しかし、その相殺によってねねの拳からも光が消えてしまう。
「魔力も光も切れたか……っ! 残念だったな! あと一息だったぞ!」
ふらつきながらも立ち上がるあやめが頭上のねねに向かって吠える。
氷像の一撃に脳震盪を起こしながらも、ぼやけた視界の中、目の前の敵を捉える。
そんな戦況を、ポルカは冷静に分析していた。
(ラミィはねぽらぼの中で唯一、百鬼あやめの身体を斬り付けられる斬撃を持っている分、最も警戒されている。ねねはあのスピードと光の力のパワーで常に奴の意識の中にある。私もここまでの戦闘で何度も奴の懐に入っている)
ポルカは今がラストチャンスだと、短刀と御幣を両手に持ち駆け出す。
(なら、奴の意表を突く人物は1人しかいない)
「……!? またお前か」
「……っ」
無造作に振るったあやめの刀をスライディングの要領で躱したポルカは、そのままあやめの左側を通り過ぎる際にあやめの左アキレス腱を短刀で切りつける。
「ちっ……! ちょこまかと!」
アキレス腱を切りつけられ、再び膝を付いたあやめは、機動力を失うわけにはいかないと流石に修復を試みる。
「……!? 何だこれ?」
しかし、いつまで経っても傷が修復されない。
「サンキュー。お前のなけなしの魔力、もらってくぜ」
「貴様! 何をした!!」
いつの間にか背後で御幣を掲げていたポルカが、最後の1個となった煙玉を地面に投げつける。

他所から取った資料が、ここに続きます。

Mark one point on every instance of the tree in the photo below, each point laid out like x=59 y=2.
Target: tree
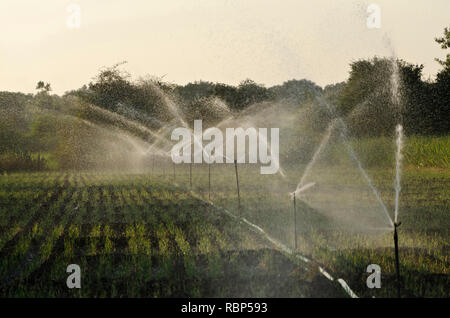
x=445 y=45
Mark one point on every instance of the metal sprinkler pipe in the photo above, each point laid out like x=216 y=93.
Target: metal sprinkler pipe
x=153 y=164
x=237 y=184
x=295 y=223
x=397 y=262
x=174 y=174
x=190 y=175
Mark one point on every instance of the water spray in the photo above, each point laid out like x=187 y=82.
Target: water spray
x=397 y=261
x=190 y=175
x=398 y=167
x=295 y=222
x=174 y=174
x=237 y=185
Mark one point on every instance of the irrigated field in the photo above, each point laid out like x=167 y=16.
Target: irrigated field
x=133 y=237
x=147 y=235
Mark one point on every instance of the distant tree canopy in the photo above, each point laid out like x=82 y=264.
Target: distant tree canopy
x=45 y=123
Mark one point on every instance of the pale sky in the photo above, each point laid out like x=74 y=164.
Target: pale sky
x=269 y=41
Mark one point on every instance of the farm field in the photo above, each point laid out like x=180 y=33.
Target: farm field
x=133 y=237
x=148 y=235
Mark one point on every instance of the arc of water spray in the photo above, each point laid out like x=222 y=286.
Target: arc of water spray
x=355 y=158
x=301 y=187
x=398 y=165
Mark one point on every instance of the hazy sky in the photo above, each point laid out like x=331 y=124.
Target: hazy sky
x=226 y=41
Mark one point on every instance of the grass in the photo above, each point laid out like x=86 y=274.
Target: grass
x=141 y=235
x=133 y=236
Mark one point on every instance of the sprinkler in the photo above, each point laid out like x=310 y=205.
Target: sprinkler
x=295 y=223
x=174 y=175
x=237 y=184
x=190 y=175
x=153 y=164
x=397 y=262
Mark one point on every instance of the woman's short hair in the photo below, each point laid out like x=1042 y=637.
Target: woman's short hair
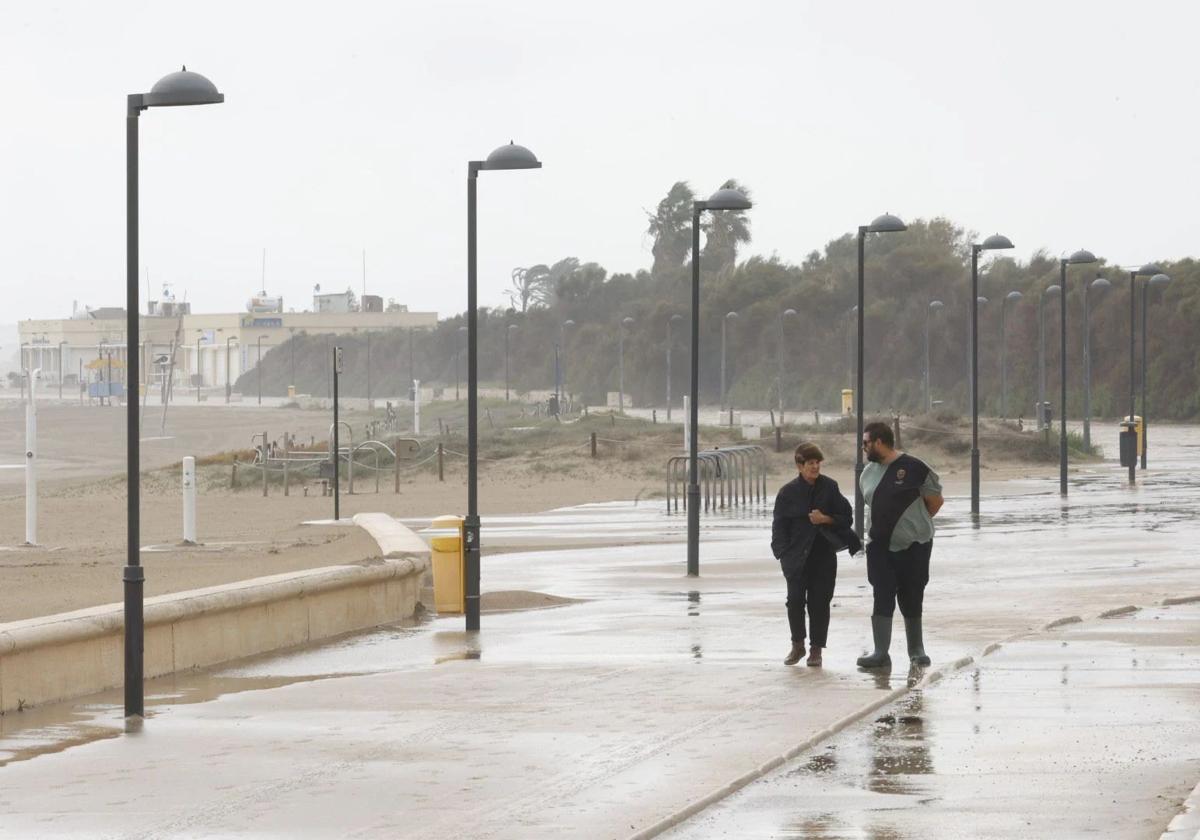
x=808 y=451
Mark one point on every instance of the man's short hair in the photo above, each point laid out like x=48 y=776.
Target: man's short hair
x=808 y=451
x=882 y=432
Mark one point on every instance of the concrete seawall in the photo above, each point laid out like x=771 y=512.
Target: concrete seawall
x=77 y=653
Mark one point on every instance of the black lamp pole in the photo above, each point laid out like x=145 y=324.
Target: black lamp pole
x=723 y=199
x=505 y=157
x=175 y=89
x=885 y=223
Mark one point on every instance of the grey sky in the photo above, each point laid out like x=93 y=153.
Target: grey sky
x=347 y=126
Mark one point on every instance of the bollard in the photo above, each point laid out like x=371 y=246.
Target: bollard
x=190 y=501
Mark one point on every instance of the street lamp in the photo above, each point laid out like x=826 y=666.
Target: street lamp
x=1011 y=298
x=1097 y=286
x=1147 y=270
x=1157 y=281
x=723 y=199
x=505 y=157
x=175 y=89
x=228 y=353
x=258 y=366
x=1078 y=258
x=885 y=223
x=621 y=363
x=934 y=307
x=729 y=317
x=672 y=319
x=1042 y=351
x=508 y=333
x=779 y=378
x=994 y=243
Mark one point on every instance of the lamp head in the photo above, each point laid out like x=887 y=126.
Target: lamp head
x=511 y=157
x=886 y=223
x=181 y=88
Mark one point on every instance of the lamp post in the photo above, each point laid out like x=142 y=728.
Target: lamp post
x=508 y=333
x=1042 y=349
x=228 y=354
x=885 y=223
x=627 y=322
x=994 y=243
x=779 y=377
x=258 y=366
x=505 y=157
x=1078 y=258
x=175 y=89
x=1011 y=298
x=721 y=199
x=1097 y=286
x=1147 y=270
x=672 y=319
x=1157 y=281
x=934 y=306
x=729 y=317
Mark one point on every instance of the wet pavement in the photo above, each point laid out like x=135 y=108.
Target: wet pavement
x=607 y=717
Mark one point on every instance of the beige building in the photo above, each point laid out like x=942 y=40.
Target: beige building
x=216 y=347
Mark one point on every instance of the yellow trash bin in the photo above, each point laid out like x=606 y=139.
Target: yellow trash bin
x=1137 y=421
x=449 y=577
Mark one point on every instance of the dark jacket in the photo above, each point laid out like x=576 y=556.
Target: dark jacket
x=793 y=538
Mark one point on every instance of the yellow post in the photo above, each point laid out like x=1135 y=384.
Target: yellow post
x=449 y=579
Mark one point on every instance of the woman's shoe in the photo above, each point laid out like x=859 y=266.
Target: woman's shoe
x=796 y=655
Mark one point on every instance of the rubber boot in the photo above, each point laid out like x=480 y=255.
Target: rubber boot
x=916 y=643
x=796 y=655
x=881 y=629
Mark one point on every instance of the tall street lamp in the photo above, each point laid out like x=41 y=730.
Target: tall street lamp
x=994 y=243
x=175 y=89
x=1096 y=287
x=625 y=323
x=672 y=319
x=1080 y=257
x=934 y=307
x=505 y=157
x=1011 y=298
x=779 y=376
x=1042 y=351
x=228 y=353
x=1147 y=270
x=258 y=366
x=508 y=334
x=729 y=317
x=885 y=223
x=1157 y=281
x=721 y=199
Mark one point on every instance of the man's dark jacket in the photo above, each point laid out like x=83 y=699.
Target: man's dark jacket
x=793 y=537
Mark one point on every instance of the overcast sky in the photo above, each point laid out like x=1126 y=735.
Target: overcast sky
x=348 y=126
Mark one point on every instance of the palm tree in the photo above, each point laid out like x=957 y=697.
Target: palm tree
x=724 y=232
x=671 y=228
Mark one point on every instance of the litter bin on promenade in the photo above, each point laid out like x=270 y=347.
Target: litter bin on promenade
x=449 y=579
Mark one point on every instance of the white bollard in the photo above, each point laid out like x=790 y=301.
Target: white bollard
x=417 y=406
x=31 y=459
x=190 y=501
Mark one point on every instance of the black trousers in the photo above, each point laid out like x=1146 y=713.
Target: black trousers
x=899 y=577
x=813 y=588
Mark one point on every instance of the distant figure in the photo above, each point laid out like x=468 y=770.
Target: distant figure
x=811 y=523
x=903 y=495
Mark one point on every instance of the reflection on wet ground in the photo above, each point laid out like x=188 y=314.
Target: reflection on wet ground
x=1011 y=748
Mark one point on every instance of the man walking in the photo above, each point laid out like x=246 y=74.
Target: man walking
x=903 y=495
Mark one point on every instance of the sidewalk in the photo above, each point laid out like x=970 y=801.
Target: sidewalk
x=598 y=719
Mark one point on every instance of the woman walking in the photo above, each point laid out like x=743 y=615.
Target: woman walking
x=813 y=522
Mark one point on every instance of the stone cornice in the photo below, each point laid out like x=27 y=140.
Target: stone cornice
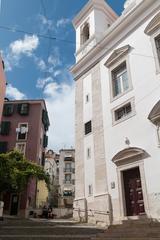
x=94 y=4
x=117 y=54
x=153 y=25
x=117 y=31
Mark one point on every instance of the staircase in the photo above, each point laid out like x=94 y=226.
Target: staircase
x=30 y=230
x=132 y=230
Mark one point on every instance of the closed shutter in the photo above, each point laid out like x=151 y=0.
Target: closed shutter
x=8 y=109
x=3 y=147
x=45 y=141
x=5 y=128
x=23 y=109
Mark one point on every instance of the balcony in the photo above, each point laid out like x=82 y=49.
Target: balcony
x=69 y=170
x=69 y=159
x=69 y=182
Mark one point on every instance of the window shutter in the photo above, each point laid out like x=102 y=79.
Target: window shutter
x=8 y=109
x=45 y=141
x=5 y=128
x=23 y=109
x=88 y=127
x=3 y=147
x=45 y=119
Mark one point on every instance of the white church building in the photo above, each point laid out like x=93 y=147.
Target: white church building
x=117 y=76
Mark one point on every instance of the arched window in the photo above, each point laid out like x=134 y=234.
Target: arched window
x=85 y=33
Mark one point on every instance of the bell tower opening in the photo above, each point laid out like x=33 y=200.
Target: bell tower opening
x=85 y=33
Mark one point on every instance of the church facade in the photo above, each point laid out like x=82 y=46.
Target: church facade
x=117 y=76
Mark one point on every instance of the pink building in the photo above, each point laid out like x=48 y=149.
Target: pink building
x=24 y=126
x=2 y=86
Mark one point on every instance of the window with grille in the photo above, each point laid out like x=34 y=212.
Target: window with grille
x=21 y=147
x=85 y=33
x=45 y=141
x=22 y=131
x=88 y=127
x=5 y=128
x=122 y=112
x=120 y=82
x=90 y=190
x=8 y=109
x=157 y=41
x=3 y=147
x=23 y=109
x=88 y=153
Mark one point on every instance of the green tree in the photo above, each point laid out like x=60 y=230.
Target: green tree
x=16 y=170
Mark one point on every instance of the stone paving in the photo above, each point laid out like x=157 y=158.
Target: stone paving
x=37 y=229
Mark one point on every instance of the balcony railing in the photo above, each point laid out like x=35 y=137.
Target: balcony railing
x=69 y=170
x=71 y=159
x=69 y=182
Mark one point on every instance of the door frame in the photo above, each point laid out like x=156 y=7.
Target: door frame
x=19 y=199
x=120 y=169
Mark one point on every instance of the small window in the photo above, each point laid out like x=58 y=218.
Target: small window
x=45 y=119
x=85 y=33
x=88 y=127
x=87 y=98
x=157 y=41
x=90 y=190
x=67 y=178
x=5 y=128
x=45 y=141
x=123 y=111
x=22 y=131
x=3 y=147
x=88 y=153
x=120 y=81
x=23 y=109
x=8 y=109
x=21 y=147
x=68 y=165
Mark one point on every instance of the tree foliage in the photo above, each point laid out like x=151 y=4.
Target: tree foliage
x=16 y=170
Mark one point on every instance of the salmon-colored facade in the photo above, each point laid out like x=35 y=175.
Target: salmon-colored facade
x=2 y=86
x=24 y=125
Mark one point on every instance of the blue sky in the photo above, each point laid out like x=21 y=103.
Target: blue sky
x=38 y=67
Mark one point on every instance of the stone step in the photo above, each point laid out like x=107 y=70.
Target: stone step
x=112 y=238
x=38 y=237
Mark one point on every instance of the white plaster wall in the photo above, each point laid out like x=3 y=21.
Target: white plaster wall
x=101 y=23
x=88 y=139
x=87 y=89
x=90 y=19
x=138 y=129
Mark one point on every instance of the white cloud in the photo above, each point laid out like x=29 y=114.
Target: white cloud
x=14 y=93
x=60 y=104
x=19 y=48
x=25 y=46
x=41 y=82
x=57 y=72
x=40 y=63
x=63 y=22
x=47 y=23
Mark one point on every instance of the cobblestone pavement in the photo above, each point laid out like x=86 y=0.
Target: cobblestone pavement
x=17 y=229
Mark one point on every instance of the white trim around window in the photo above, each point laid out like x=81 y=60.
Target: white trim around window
x=155 y=52
x=130 y=103
x=19 y=129
x=124 y=60
x=20 y=148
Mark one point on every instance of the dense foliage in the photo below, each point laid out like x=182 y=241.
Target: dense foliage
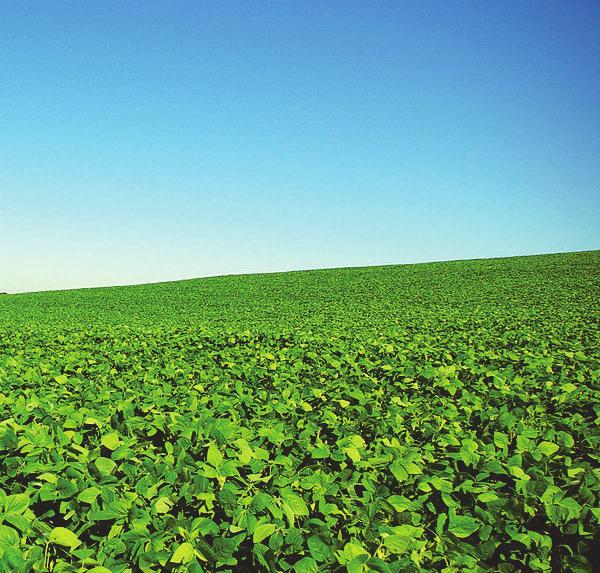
x=438 y=417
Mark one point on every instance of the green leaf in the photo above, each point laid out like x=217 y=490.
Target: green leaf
x=462 y=526
x=105 y=465
x=64 y=537
x=306 y=565
x=318 y=548
x=8 y=535
x=89 y=495
x=183 y=554
x=295 y=502
x=214 y=456
x=399 y=502
x=16 y=503
x=547 y=448
x=397 y=544
x=263 y=531
x=111 y=441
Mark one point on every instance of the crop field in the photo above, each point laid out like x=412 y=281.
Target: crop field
x=439 y=417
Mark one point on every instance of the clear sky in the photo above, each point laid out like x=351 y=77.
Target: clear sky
x=146 y=141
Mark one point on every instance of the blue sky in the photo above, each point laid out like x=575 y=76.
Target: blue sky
x=146 y=141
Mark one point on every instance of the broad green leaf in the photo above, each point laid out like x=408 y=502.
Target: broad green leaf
x=397 y=544
x=183 y=554
x=105 y=465
x=306 y=565
x=111 y=441
x=263 y=531
x=64 y=537
x=462 y=526
x=547 y=448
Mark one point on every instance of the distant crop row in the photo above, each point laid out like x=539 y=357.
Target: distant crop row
x=457 y=438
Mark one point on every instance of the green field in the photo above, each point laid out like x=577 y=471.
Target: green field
x=432 y=417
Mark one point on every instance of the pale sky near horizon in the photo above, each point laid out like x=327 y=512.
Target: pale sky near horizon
x=148 y=141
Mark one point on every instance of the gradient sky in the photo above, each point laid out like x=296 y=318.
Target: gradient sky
x=146 y=141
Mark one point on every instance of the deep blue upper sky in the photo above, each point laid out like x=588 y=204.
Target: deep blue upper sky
x=146 y=141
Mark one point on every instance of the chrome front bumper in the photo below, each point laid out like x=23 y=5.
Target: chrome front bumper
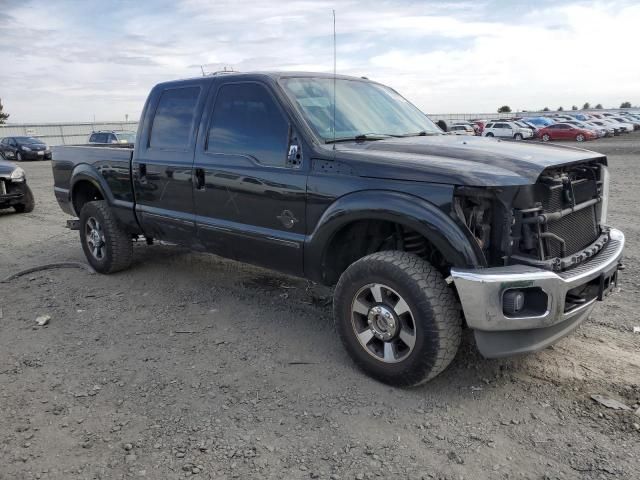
x=481 y=291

(ここに来て目くらまし。さっきの御幣、魔力の吸収と譲渡ができる巫女の御幣……か? まさか、魔力切れのラミィに余の魔力を渡すつもりか!)
アキレス腱を切られたあやめは痛みをこらえながら立ち上がり、ラミィの姿を視野に収めるため両手の刀を振るって煙幕を払う。
(獅白……お前は確かに狙撃の天才で、これまで殺伐とした世界でその銃の腕1本で生き残ってきた。でも、元来ホワイトライオンってのは、その牙と爪を持って気配を消しながら得物に近付き、接近戦で狩りをする猛獣! お前にもその血が流れてんだから、その戦闘方法が向いてないわけがないんだよ)
「……!? 獅白ぼたん、だと!?」
煙幕を晴らしたあやめの目の前には、斬撃ができるラミィでも、光を纏ったねねでも、細かい動きが得意なポルカでもなく、いつも遠距離から敵の隙を狙うスナイパー──獅白ぼたんの姿があった。
(あれは……行方知れずになっていた伝説の宝具!? 何故あの大鎌をこいつらが……!?)
目の前のぼたんが持つ大鎌に気を取られたあやめは左から近付くねねに気付くのが遅れた。
「……っ! 魔力を渡したのはお前か!」
あやめの顔を目掛けたねねの光を纏った拳を、何とか左腕でガードする。
しかし、まともにねねの拳を喰らったあやめの左腕は耐えきれず、骨がひしゃげる音が聞こえた。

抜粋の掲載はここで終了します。